By AMY LEVIN-EPSTEIN
Much has been made about Generation Y, or “Millennials,” being the generation of entrepreneurs. Whether they’re not content to sit in offices or failing to find jobs as they leave school, those under 30 are all paving their own path unlike their older counterparts. Right?
The reality, it turns out, is not so clear-cut. According to a new study conducted by Monster.com with Millennial Branding, only 32 percent of Millennial consider themselves to be entrepreneurial, as compared to 41 percent of Gen-Xers (those between the ages of 30 and 49 years old) and 45 percent of baby boomers (those between 50 and 69 years of age). Recently I spoke to Dan Schawbel, founder of Millennial Branding and author of “Promote Yourself: The New Art of Getting Ahead”, about what the findings reveal.
What surprised you the most about this study?
Dan Schawbel: I was most surprised that boomers and Gen-Xers consider themselves to be entrepreneurs more often than Gen-Yers. Based on previous research, and just being a part of Gen Y, I would assume the opposite to be true. I believe we received these results because boomers are best positioned to start companies with their vast Rolodexes, wealth and experience, relative to Gen Ys who are just starting out and carry debt.
What else did you find that was news to you?

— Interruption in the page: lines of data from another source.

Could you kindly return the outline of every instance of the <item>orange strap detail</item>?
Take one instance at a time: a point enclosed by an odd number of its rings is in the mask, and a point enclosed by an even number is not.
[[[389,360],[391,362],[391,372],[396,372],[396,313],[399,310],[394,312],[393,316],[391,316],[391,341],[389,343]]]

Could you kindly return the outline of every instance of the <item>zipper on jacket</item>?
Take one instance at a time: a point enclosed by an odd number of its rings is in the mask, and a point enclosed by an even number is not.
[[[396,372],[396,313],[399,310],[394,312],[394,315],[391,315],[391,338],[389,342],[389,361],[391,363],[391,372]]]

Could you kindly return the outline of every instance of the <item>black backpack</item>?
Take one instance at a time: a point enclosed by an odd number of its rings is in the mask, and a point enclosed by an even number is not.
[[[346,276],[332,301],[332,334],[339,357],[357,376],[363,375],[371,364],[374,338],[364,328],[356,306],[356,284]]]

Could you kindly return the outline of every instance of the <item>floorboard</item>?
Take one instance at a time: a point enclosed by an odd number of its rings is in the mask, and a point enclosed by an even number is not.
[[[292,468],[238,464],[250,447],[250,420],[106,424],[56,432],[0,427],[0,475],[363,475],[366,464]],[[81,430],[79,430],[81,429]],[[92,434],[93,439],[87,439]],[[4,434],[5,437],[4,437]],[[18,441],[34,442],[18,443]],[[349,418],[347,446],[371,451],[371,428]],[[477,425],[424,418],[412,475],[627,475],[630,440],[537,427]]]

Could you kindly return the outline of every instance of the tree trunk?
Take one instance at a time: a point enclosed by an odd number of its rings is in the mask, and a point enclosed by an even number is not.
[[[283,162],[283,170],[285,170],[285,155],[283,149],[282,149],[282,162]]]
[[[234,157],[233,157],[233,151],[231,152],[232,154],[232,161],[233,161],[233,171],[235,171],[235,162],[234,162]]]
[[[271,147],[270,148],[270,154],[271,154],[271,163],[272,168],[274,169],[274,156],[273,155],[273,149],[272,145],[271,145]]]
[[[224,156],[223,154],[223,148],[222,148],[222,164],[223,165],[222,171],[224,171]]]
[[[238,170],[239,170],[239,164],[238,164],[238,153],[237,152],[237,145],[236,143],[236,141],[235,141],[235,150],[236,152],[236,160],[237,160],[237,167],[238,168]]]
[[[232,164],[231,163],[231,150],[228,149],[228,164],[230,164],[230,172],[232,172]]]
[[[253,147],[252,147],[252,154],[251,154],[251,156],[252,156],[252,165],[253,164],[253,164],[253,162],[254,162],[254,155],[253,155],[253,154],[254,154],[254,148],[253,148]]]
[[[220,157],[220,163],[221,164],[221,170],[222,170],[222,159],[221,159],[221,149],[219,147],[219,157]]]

We also found that generations evaluate companies differently. Boomers and Gen-Xers care about location and healthcare, whereas Gen-Ys care about training and development opportunities.
Your results identify “intrapreneurship” as a trend. What is an intrapreneur?
An intrapreneur is one who behaves like an entrepreneur within a company. Nearly one-third of all generations feel that they have the freedom, flexibility and resources to be an intrapreneur. Forty-two percent of respondents have opportunities to work on projects outside of their direct responsibility, but only 23 percent of companies encourage workers to work on these projects.
Is intrapreneurship a stepping stone to entrepreneurship?
Intrapreneurship is a great way to start because your company can finance your ambitions, it’s less risky and you can gain the skills that you can eventually leverage into your own company. Aside from your company backing you, you have a team assembled and other resources that can help you succeed.
What advice to you have for young people who want to start their own businesses?
I recommend that you get at least some corporate experience first, like I did, so you know how corporations operate, how to sell to them and operationally how to run your own. I would also recommend that young people reach out to older workers for advice, mentoring and ideas. When all the generations come together and support each other, everyone wins.